Viel eher legt dieser Umstand aber die Vermutung nahe, dass schon früh die Prägung der maritimen Helligkeit der Sonne und die spröde Schönheit knalliger Farbexplosionen zumindest als Sehnsuchtsgrund vorhanden waren. Das Lebensgefühl der Kulturen rund um das Mittelmeer, gefüttert von griechischem Geist und christlicher Spiritualität, spornt die Pinsel von Luis Sammer an, verbindet die Gelassenheit des Bocciaspielers im Schatten mit der Zielstrebigkeit der wellendurchschneidenden Handelsschiffe. Mit "nüchternem Auge und begeisterten Herzen" (Simat Banov) gibt sich Luis Sammer der Malerei hin. Hart erarbeitete Kompositionen, die niemals in ein bloß gestisches Farbverschmieren ausbrechen, zollen ihren Respekt vor der Natur, zumeist der Landschaft. Sie begnügen sich aber nicht mit deren Formen und Farben, sondern decken ein erkenntnistheoretisches Grundphänomen auf: dass uns die Natur immer nur in unserer Verfügbarkeit und nie als feste Größe gegeben ist, dass wir sie genauso viel erfinden wie sie sich uns als Widerstand entgegensetzt.

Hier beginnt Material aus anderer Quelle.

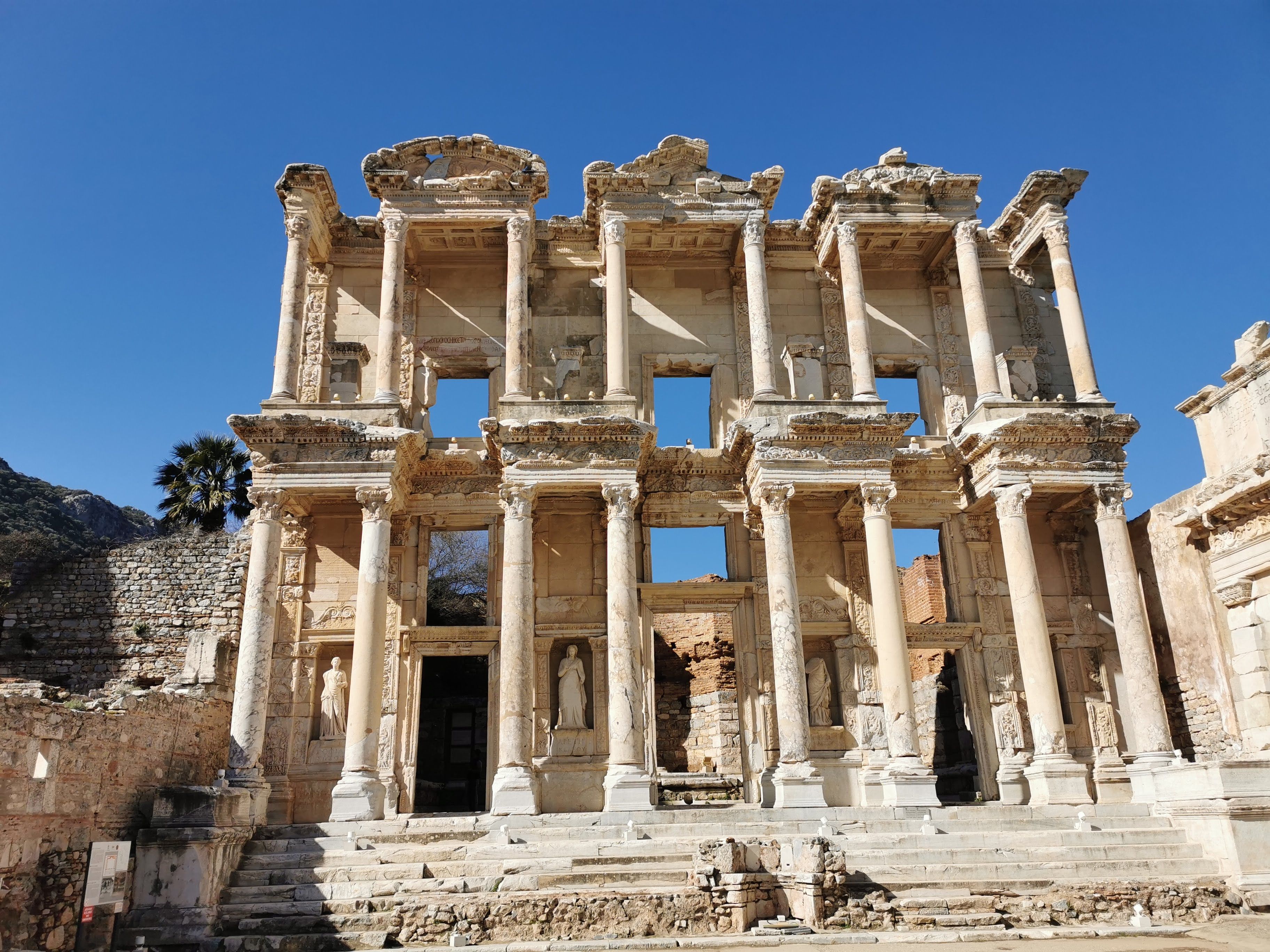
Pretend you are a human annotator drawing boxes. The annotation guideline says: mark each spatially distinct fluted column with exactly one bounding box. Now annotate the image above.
[489,482,539,816]
[227,489,284,823]
[952,218,1001,404]
[601,482,654,811]
[503,215,533,400]
[1041,221,1106,400]
[330,486,392,823]
[601,218,630,400]
[860,482,940,806]
[740,215,776,397]
[1093,482,1174,764]
[754,482,825,807]
[375,217,410,404]
[836,222,878,400]
[992,482,1091,805]
[269,215,312,400]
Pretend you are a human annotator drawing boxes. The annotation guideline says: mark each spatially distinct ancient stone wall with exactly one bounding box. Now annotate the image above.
[0,684,230,952]
[0,531,248,692]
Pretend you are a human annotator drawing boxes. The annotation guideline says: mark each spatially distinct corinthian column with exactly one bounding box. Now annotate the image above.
[375,217,410,404]
[754,482,825,807]
[503,215,533,400]
[740,213,776,397]
[1093,484,1174,793]
[601,218,630,400]
[860,482,940,806]
[269,215,311,400]
[1043,221,1106,400]
[227,489,284,823]
[836,222,878,400]
[489,482,539,816]
[602,482,654,811]
[330,486,392,823]
[952,220,1001,404]
[992,482,1092,805]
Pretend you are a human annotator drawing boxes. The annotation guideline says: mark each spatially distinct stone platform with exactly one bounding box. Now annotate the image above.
[117,805,1249,952]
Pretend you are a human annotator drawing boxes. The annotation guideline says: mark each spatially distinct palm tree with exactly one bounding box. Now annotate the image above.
[155,433,251,532]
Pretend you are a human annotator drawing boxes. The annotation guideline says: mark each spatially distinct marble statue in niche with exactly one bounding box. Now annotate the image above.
[319,658,348,740]
[556,645,587,730]
[803,658,833,727]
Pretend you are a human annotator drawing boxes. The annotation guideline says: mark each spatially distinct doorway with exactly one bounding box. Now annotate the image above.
[414,656,489,814]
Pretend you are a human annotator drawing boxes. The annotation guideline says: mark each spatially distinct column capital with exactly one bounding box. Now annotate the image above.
[740,212,767,245]
[833,221,859,245]
[599,218,626,245]
[599,482,639,519]
[357,486,392,522]
[507,215,532,241]
[992,482,1031,519]
[246,489,287,522]
[860,482,899,519]
[751,482,794,519]
[1093,482,1133,521]
[952,218,983,246]
[1040,218,1069,247]
[384,215,410,241]
[498,482,537,519]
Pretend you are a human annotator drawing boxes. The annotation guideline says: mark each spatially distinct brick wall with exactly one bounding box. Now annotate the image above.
[0,684,230,952]
[0,531,250,692]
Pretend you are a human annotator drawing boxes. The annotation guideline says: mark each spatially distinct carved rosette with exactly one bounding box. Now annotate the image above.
[498,482,536,519]
[1093,482,1133,522]
[992,482,1031,519]
[246,489,287,522]
[601,482,639,519]
[357,486,392,522]
[860,482,898,519]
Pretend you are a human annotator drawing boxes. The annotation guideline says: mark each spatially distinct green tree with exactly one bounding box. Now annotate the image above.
[155,433,251,532]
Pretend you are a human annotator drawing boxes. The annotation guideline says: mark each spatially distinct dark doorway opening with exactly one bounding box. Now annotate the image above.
[414,658,489,814]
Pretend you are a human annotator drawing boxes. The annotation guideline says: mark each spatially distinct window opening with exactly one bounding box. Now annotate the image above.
[649,525,728,581]
[427,529,489,626]
[428,377,489,439]
[653,377,711,449]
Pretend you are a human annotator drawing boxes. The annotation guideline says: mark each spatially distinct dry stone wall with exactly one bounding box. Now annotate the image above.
[0,684,230,952]
[0,531,249,693]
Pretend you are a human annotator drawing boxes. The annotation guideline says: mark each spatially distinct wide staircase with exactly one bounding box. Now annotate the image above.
[124,803,1219,952]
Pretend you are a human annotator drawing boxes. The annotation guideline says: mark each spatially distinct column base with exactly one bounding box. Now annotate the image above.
[604,764,653,814]
[880,758,940,806]
[772,760,828,810]
[1124,752,1175,803]
[330,773,385,823]
[489,767,540,816]
[1024,754,1093,806]
[997,759,1031,806]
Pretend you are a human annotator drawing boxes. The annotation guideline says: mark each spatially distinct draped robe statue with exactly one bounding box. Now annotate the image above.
[803,658,833,727]
[556,645,587,730]
[320,658,348,740]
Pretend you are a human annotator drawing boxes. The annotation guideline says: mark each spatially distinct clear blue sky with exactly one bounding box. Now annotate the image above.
[0,0,1270,573]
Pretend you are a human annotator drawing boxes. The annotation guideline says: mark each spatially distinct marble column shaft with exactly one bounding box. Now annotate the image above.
[1043,221,1105,400]
[836,222,878,400]
[860,482,921,765]
[602,482,644,769]
[756,482,812,764]
[342,486,392,782]
[952,218,1002,404]
[229,489,284,782]
[1093,484,1174,760]
[503,215,533,400]
[992,482,1067,755]
[601,218,631,397]
[740,215,776,397]
[269,215,312,400]
[375,217,410,404]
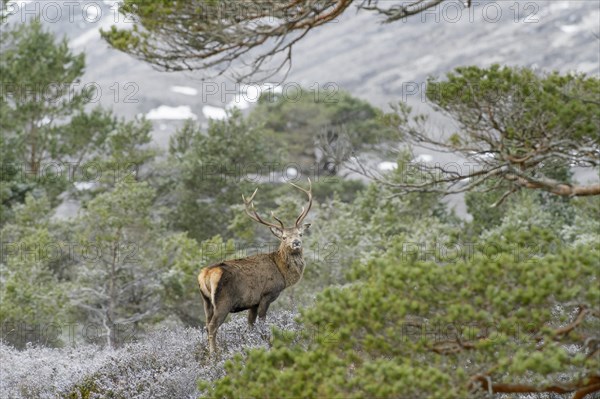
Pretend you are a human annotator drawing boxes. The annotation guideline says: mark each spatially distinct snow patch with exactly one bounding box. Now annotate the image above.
[171,86,198,96]
[202,105,227,121]
[146,105,198,120]
[377,161,398,172]
[414,154,433,163]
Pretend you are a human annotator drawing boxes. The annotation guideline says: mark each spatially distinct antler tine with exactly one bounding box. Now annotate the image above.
[290,177,312,227]
[242,188,283,229]
[271,211,285,230]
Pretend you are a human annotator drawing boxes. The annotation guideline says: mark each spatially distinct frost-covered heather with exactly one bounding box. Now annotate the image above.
[0,312,300,399]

Und daraus erwächst Verantwortung, für Luis Sammer eine malerische Verantwortung, die entgrenzte Form dann niemals in Beliebigkeit abgleiten lässt. Seine Arbeiten sind Verwirklichungen im Sinne von Cezanne, aber nicht nur Verwirklichungen seines eigenen Lebens, sondern Verwirklichungen von Lebensraum für ihre Betrachter.